Abstract

The Bitcoin blockchain safety relies on strong network synchrony. Therefore, violating the blockchain safety requires strong adversaries that control a mining pool with 51% hash rate. In this paper, we show that the network synchrony does not hold in the real world Bitcoin network which can be exploited to lower the cost of various attacks that violate the blockchain safety and chain quality. Towards that, first we construct the Bitcoin ideal functionality to formally specify its ideal execution model in a synchronous network. We then develop a large-scale data collection system through which we connect with more than 36K IP addresses of the Bitcoin nodes and identify 359 mining nodes. We contrast the ideal functionality against the real world measurements to expose the network anomalies that can be exploited to optimize the existing attacks.

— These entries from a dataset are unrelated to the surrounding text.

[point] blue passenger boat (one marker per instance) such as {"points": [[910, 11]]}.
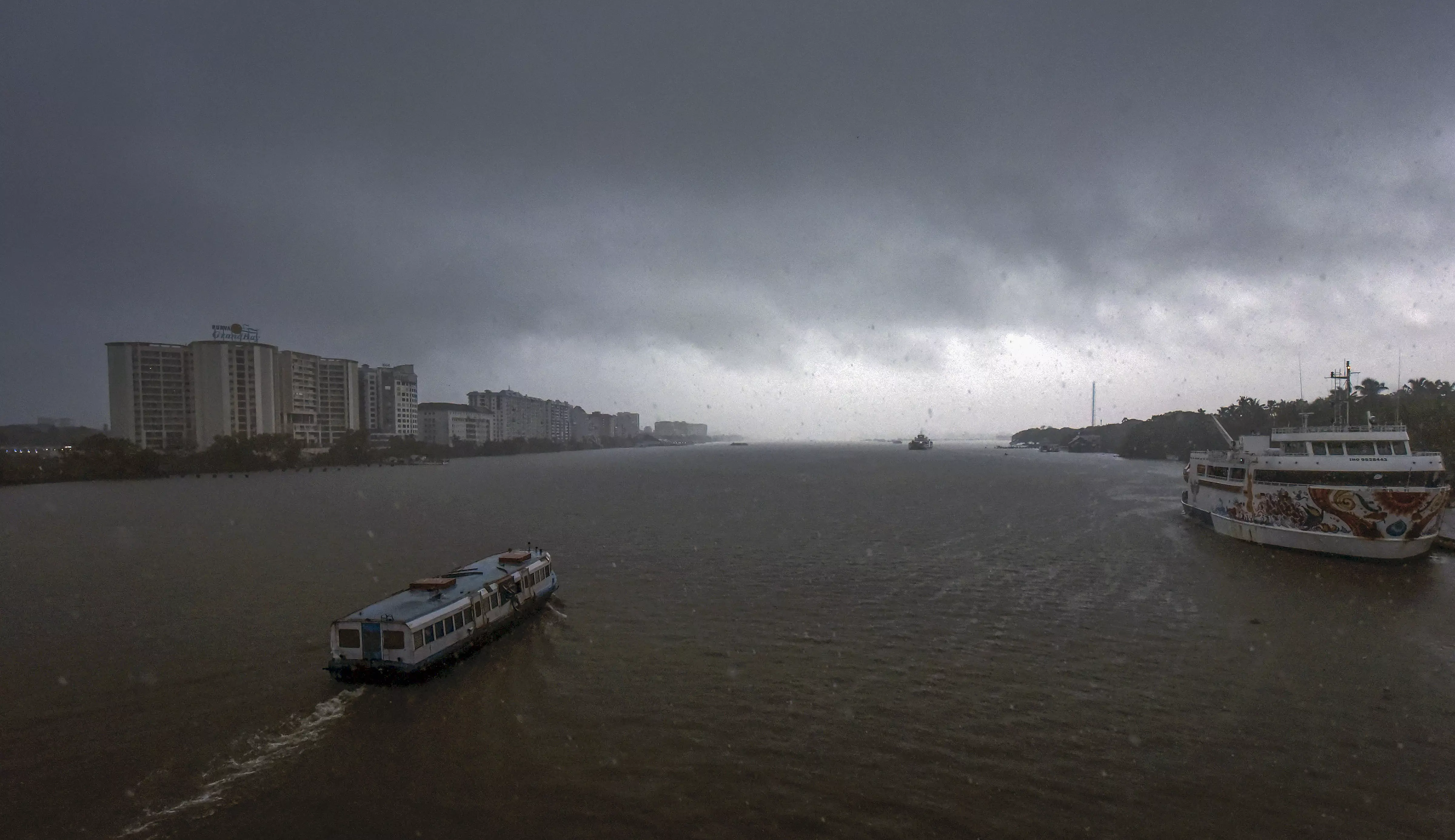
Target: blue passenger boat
{"points": [[440, 619]]}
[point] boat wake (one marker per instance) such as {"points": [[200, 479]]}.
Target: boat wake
{"points": [[263, 752]]}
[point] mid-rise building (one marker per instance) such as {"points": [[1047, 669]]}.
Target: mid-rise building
{"points": [[318, 398], [680, 430], [152, 394], [450, 424], [524, 417], [580, 423], [601, 426], [235, 389], [389, 401]]}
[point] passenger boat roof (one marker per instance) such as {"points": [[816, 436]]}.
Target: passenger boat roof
{"points": [[417, 603]]}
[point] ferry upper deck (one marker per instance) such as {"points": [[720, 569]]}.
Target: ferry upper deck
{"points": [[1336, 449], [439, 618]]}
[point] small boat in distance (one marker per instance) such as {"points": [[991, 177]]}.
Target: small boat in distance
{"points": [[440, 619]]}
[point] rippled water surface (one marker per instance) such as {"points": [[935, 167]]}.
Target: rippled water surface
{"points": [[850, 641]]}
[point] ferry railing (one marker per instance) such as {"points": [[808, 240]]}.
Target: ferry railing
{"points": [[1408, 487], [1343, 429]]}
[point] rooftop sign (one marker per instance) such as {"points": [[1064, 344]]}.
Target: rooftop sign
{"points": [[233, 333]]}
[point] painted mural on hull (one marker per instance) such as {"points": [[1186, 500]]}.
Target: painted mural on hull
{"points": [[1367, 513]]}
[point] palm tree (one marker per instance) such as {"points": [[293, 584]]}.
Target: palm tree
{"points": [[1370, 388], [1419, 387]]}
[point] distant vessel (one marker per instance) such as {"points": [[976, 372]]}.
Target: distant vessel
{"points": [[440, 619], [1345, 490]]}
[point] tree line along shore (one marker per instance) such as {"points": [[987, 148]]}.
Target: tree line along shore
{"points": [[1427, 407]]}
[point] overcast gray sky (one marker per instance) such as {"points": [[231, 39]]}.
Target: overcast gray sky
{"points": [[789, 219]]}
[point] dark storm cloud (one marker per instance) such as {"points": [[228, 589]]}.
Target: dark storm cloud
{"points": [[393, 180]]}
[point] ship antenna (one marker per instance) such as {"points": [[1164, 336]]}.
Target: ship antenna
{"points": [[1399, 385]]}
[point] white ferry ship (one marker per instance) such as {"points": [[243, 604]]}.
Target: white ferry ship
{"points": [[1342, 490], [439, 619]]}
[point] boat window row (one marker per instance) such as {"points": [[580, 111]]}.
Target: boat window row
{"points": [[392, 640], [447, 625], [1346, 447], [1354, 480]]}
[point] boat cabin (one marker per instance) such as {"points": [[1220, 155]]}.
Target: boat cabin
{"points": [[437, 616]]}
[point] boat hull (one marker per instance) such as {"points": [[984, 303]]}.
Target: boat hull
{"points": [[386, 672], [1325, 544]]}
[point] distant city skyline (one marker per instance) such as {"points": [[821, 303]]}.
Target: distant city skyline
{"points": [[951, 219]]}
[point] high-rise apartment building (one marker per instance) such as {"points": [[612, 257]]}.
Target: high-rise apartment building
{"points": [[168, 397], [524, 417], [629, 424], [389, 401], [318, 398], [580, 423], [233, 389], [152, 394]]}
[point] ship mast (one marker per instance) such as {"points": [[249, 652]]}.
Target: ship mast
{"points": [[1348, 378]]}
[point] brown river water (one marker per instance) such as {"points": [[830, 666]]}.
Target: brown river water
{"points": [[779, 641]]}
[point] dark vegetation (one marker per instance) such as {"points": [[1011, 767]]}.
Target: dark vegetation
{"points": [[98, 456], [1427, 407]]}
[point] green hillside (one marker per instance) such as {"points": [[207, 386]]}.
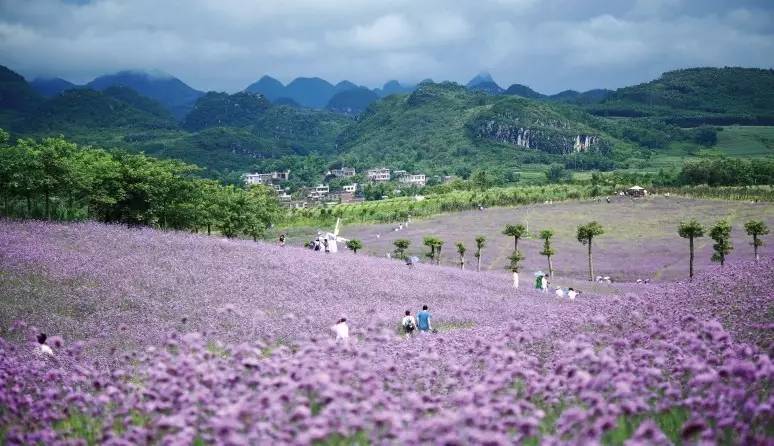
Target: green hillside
{"points": [[696, 96]]}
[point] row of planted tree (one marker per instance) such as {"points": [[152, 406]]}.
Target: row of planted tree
{"points": [[692, 229], [55, 179]]}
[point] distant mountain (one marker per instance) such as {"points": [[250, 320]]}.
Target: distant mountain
{"points": [[85, 111], [49, 87], [225, 110], [310, 91], [480, 78], [487, 87], [353, 101], [576, 97], [15, 93], [170, 91], [694, 96], [271, 88], [286, 101], [523, 91], [138, 101], [393, 87]]}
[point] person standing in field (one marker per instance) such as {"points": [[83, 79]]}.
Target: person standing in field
{"points": [[423, 320], [342, 330], [43, 348], [408, 323]]}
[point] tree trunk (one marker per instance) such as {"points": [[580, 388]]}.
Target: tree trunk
{"points": [[550, 268], [591, 264]]}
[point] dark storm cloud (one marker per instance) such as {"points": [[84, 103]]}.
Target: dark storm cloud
{"points": [[226, 44]]}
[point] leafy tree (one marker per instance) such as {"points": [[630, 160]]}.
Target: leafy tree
{"points": [[517, 232], [461, 251], [548, 250], [691, 230], [355, 245], [513, 264], [756, 228], [480, 244], [585, 235], [721, 234], [557, 173], [401, 245]]}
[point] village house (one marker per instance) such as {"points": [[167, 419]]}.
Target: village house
{"points": [[265, 178], [379, 174], [319, 192], [418, 179], [343, 172]]}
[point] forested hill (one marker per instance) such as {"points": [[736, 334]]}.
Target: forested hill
{"points": [[436, 128], [698, 95]]}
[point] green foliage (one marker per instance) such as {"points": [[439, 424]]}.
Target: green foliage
{"points": [[514, 260], [70, 183], [355, 245], [690, 229], [401, 245], [728, 172], [587, 232], [721, 234]]}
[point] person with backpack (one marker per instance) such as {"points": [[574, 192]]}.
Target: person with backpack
{"points": [[423, 320], [408, 323]]}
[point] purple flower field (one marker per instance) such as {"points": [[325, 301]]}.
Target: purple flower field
{"points": [[640, 240], [170, 338]]}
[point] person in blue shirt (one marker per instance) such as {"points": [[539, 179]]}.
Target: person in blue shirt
{"points": [[423, 320]]}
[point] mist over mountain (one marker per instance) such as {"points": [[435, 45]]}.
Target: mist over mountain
{"points": [[49, 87], [174, 94]]}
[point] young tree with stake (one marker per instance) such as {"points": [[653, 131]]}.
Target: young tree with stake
{"points": [[513, 265], [461, 251], [548, 250], [585, 235], [355, 245], [756, 228], [517, 232], [691, 230], [721, 234], [480, 243], [401, 246]]}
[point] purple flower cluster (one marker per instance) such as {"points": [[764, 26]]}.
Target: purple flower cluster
{"points": [[254, 363]]}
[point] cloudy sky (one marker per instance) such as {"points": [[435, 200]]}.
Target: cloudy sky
{"points": [[550, 45]]}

Particularly, we observe a non-uniform block propagation pattern among the mining nodes showing that the Bitcoin network is asynchronous in practice. To realize the threat of an asynchronous network, we present the HashSplit attack that allows an adversary to orchestrate concurrent mining on multiple branches of the blockchain to violate common prefix and chain quality properties. We also propose the attack countermeasures by tweaking Bitcoin Core to model the Bitcoin ideal functionality. Our measurements, theoretical modeling, proposed attack, and countermeasures open new directions in the security evaluation of Bitcoin and similar blockchain systems.